Advertised by Time Magazine as one of the world's Top 10 Most Precarious Buildings, the Hanging Temple (Xuan Kong Si) is another one of Datong's 1,500-year-old treasures and one of the most photographed sights of Northern China. This is an absolutely breathtaking spectacle that every visitor to Datong should see, though perhaps not everyone could summon the courage to enter.
Constructed at roughly the same time as the Yungang Grottoes, the Hanging Temple is a brilliant piece of medieval engineering from the 5th Century. To the awed observer underneath, the temple seems to be supported dangerously by a few lanky wooden poles jabbed vertically into the already near-vertical cliff side. If you still can't imagine, think of an apple pie fastened to the side of your fridge by a few toothpicks underneath.

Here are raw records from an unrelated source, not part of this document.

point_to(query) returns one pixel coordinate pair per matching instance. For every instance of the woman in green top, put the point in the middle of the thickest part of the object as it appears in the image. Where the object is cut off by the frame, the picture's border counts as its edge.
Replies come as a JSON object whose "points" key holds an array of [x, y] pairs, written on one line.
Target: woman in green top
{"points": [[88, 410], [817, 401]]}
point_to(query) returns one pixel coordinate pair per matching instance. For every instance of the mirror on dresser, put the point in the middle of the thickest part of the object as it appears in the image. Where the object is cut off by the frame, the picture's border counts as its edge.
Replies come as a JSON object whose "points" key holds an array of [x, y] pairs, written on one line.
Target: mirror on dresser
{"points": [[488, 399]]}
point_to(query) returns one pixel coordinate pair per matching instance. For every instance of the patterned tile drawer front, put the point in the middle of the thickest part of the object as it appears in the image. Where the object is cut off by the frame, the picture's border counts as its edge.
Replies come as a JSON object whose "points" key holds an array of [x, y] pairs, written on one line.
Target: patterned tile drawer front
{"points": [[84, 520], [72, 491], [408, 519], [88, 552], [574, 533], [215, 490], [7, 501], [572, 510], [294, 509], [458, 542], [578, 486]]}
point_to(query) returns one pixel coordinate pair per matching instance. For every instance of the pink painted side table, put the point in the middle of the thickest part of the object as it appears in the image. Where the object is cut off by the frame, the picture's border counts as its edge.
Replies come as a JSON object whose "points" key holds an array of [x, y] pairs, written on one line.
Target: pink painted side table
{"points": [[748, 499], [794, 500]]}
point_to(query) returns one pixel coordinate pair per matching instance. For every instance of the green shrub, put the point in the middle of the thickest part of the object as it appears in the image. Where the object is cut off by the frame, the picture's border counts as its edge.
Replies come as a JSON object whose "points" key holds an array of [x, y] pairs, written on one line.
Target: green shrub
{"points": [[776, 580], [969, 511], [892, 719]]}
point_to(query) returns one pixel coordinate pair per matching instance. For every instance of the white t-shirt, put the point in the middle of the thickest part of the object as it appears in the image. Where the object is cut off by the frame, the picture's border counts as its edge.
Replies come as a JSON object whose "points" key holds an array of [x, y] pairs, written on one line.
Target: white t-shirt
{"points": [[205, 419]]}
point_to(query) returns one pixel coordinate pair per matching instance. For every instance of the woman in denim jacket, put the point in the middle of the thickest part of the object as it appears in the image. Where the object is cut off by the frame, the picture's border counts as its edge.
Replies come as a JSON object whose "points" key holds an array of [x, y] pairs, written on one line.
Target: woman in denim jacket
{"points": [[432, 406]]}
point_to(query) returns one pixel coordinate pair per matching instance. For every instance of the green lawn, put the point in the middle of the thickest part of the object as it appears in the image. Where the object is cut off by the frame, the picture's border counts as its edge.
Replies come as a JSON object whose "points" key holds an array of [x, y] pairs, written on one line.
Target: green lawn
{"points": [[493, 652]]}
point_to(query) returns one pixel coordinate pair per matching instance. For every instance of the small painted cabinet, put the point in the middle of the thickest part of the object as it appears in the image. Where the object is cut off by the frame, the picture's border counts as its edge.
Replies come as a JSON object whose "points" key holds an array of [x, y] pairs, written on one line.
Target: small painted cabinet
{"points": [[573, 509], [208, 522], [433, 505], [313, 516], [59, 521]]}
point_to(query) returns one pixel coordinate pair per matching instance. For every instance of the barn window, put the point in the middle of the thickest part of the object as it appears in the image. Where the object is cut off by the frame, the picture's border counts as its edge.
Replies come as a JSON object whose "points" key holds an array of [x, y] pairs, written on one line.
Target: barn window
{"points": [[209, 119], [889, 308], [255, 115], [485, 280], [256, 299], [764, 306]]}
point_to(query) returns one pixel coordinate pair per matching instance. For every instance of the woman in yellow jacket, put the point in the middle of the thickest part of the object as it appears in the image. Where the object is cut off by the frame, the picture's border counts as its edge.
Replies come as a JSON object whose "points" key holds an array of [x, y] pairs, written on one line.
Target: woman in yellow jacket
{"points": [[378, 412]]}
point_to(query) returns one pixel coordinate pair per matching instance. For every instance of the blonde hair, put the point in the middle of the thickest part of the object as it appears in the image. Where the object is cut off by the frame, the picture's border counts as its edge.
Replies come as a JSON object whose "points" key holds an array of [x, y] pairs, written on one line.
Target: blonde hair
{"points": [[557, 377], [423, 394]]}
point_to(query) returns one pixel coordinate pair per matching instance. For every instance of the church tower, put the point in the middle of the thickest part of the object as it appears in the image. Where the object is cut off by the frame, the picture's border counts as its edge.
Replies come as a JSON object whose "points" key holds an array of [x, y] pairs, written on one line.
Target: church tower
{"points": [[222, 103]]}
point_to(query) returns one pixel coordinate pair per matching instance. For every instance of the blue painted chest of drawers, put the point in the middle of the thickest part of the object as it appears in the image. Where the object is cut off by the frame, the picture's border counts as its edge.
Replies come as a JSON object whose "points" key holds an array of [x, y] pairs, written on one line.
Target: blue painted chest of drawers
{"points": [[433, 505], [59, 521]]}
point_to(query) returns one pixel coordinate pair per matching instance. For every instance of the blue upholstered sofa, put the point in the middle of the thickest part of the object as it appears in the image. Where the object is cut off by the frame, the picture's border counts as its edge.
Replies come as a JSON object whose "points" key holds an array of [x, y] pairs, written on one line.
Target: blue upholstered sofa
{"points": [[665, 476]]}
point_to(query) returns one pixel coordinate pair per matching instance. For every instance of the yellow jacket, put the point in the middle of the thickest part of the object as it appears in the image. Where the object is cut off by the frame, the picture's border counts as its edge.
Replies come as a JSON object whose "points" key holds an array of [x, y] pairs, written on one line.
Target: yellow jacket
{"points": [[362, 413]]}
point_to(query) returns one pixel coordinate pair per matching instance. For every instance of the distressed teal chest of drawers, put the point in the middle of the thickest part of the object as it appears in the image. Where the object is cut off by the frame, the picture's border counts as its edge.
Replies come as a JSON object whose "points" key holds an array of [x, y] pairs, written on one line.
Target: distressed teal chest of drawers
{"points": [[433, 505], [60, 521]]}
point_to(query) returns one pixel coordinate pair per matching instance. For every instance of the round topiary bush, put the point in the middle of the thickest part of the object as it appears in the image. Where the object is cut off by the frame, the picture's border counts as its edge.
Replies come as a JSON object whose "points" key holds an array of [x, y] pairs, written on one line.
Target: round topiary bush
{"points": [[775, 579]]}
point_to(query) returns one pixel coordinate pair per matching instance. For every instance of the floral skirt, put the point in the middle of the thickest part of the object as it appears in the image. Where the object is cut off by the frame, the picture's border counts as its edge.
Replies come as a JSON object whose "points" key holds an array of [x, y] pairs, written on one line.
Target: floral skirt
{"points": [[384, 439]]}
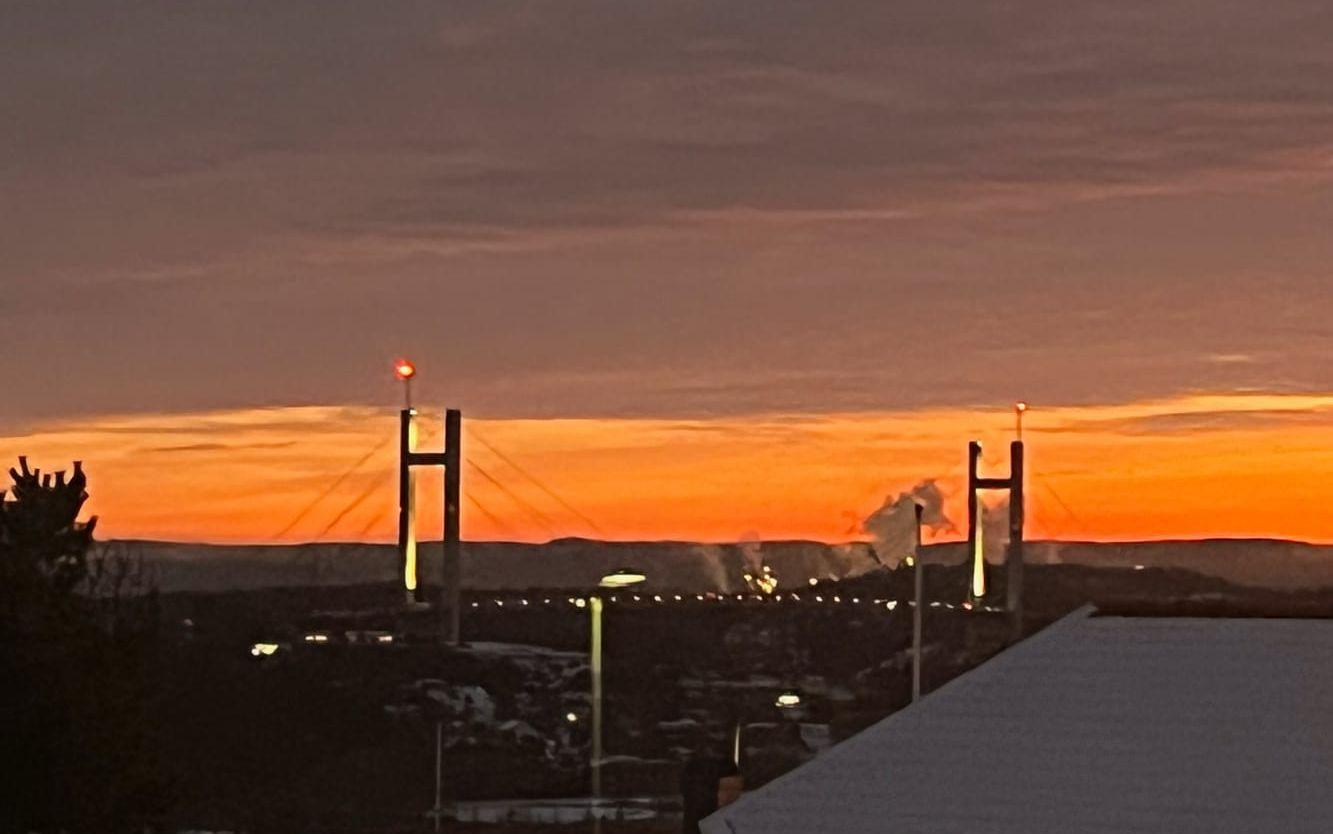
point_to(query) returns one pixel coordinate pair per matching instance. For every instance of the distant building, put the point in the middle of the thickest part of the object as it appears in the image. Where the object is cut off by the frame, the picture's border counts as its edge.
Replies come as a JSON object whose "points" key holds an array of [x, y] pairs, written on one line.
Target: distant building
{"points": [[1096, 725]]}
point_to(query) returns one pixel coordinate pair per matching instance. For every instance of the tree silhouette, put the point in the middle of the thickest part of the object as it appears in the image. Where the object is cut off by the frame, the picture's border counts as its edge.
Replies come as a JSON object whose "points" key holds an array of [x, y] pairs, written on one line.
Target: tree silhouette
{"points": [[43, 546], [76, 692]]}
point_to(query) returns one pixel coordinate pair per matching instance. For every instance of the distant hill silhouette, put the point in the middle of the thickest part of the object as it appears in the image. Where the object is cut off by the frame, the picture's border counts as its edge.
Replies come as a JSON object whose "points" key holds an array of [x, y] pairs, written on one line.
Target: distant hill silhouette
{"points": [[573, 562]]}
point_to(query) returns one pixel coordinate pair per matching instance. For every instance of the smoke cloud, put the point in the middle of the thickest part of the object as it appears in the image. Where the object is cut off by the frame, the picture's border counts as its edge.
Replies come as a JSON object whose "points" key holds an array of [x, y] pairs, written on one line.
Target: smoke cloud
{"points": [[893, 525]]}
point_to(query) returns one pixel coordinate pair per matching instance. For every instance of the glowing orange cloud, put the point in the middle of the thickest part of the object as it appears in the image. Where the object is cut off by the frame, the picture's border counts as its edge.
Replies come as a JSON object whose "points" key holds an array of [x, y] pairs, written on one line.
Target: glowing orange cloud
{"points": [[1193, 466]]}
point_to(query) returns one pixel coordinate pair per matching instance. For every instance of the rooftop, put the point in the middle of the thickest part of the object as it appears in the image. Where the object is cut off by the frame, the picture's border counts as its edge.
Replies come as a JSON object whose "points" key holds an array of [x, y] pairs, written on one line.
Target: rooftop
{"points": [[1096, 725]]}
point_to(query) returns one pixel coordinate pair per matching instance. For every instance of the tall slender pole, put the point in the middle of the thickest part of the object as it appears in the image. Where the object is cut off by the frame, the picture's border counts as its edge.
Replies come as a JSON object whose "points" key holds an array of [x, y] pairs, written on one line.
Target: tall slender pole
{"points": [[975, 528], [919, 596], [595, 662], [439, 757], [452, 568], [736, 744], [407, 506]]}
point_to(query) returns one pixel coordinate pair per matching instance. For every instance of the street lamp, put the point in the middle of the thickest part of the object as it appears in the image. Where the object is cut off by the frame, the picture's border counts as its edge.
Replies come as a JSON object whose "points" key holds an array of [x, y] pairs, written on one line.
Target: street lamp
{"points": [[787, 701], [404, 371], [624, 577]]}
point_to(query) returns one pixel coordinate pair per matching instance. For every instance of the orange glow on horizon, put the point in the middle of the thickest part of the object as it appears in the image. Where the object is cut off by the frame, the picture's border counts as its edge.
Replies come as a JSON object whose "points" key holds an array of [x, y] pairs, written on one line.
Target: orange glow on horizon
{"points": [[1209, 465]]}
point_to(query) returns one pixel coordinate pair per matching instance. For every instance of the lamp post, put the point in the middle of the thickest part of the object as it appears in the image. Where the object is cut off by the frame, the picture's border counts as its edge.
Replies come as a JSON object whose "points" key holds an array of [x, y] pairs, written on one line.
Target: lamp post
{"points": [[620, 578], [785, 701], [917, 588]]}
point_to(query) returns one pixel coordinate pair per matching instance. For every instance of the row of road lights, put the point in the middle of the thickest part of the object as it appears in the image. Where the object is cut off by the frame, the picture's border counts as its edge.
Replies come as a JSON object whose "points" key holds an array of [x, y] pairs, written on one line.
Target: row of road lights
{"points": [[621, 578]]}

Except the toothpick-thin support was a rather late addition only 600 years ago, and could be removed entirely without throwing the temple and its army of tourists down the treacherous cliff. Ancient engineers ingeniously reinforced the structure through a system of crossbeams inserted right into the rock face, safely securing it against earthquakes and cliff erosion for the past millennium and a half. Even Li Bai, China's most famous poet, gave his approval over a thousand years ago with an oversized work of calligraphy that is now engraved at the bottom of the cliff.